Members of Congress who want to infringe on your right to keep and bear arms will never give up. Fortunately, through our states we can effectively render any new federal gun laws powerless by using a legal doctrine upheld repeatedly by the Supreme Court.
This is done by depriving the feds of any enforcement assistance by local law enforcement agencies in their state, a doctrine known as “anti-commandeering.”
Essentially, it provides that state legislation can prohibit state law enforcement from aiding the federal agencies attempting to enforce federal gun laws.
In other words, the federal government cannot require a state to carry out federal acts. The federal government can pass a law and try to enforce it, but the state isn’t required to help them.
Is this legal?
It is according to the US Supreme Court. For 150 years it has repeatedly affirmed the constitutionality of anti-commandeering laws.
Relevant court cases include:
* 1842 Prigg v. Pennslvania: The court held that states weren’t required to enforce federal slave rendition laws.

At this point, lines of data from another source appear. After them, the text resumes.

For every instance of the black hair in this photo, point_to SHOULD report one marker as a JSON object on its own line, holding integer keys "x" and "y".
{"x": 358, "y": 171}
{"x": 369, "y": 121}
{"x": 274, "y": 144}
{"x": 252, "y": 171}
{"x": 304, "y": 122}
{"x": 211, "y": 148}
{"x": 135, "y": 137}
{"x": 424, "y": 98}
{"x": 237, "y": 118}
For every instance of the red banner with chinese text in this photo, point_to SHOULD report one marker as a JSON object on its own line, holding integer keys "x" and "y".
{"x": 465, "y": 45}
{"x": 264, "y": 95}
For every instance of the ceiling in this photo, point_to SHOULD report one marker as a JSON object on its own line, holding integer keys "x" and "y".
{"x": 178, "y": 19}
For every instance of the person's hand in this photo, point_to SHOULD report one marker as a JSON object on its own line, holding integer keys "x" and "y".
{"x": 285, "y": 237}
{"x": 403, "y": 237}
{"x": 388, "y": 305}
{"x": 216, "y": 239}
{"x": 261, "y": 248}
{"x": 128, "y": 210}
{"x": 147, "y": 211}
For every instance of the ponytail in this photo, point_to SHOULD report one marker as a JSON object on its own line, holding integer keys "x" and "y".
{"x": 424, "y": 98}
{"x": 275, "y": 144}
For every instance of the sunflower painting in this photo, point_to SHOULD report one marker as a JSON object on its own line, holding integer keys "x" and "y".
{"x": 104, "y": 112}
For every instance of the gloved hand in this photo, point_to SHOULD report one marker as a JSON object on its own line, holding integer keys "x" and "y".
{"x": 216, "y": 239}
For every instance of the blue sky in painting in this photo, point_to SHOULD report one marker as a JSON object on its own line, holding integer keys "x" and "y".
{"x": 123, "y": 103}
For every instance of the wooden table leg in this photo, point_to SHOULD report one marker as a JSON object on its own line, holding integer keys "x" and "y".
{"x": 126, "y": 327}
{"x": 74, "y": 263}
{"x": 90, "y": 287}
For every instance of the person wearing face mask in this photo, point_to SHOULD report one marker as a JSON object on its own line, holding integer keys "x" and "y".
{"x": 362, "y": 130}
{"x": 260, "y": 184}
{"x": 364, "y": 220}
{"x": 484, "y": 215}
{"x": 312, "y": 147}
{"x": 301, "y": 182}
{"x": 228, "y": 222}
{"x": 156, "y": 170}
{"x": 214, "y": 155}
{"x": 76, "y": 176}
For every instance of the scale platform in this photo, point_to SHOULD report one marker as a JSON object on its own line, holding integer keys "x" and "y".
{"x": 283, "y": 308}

* 1992 New York v. US: The court held that Congress couldn’t require states to enact specified waste disposal regulations.
* 1997 Printz v. US: The court held that “the federal government may not compel the states to enact or administer a federal regulatory program.”
* 2012 Independent Business v. Sebelius: The Court held that the federal government can not compel states to expand Medicaid by threatening to withhold funding for Medicaid programs already in place.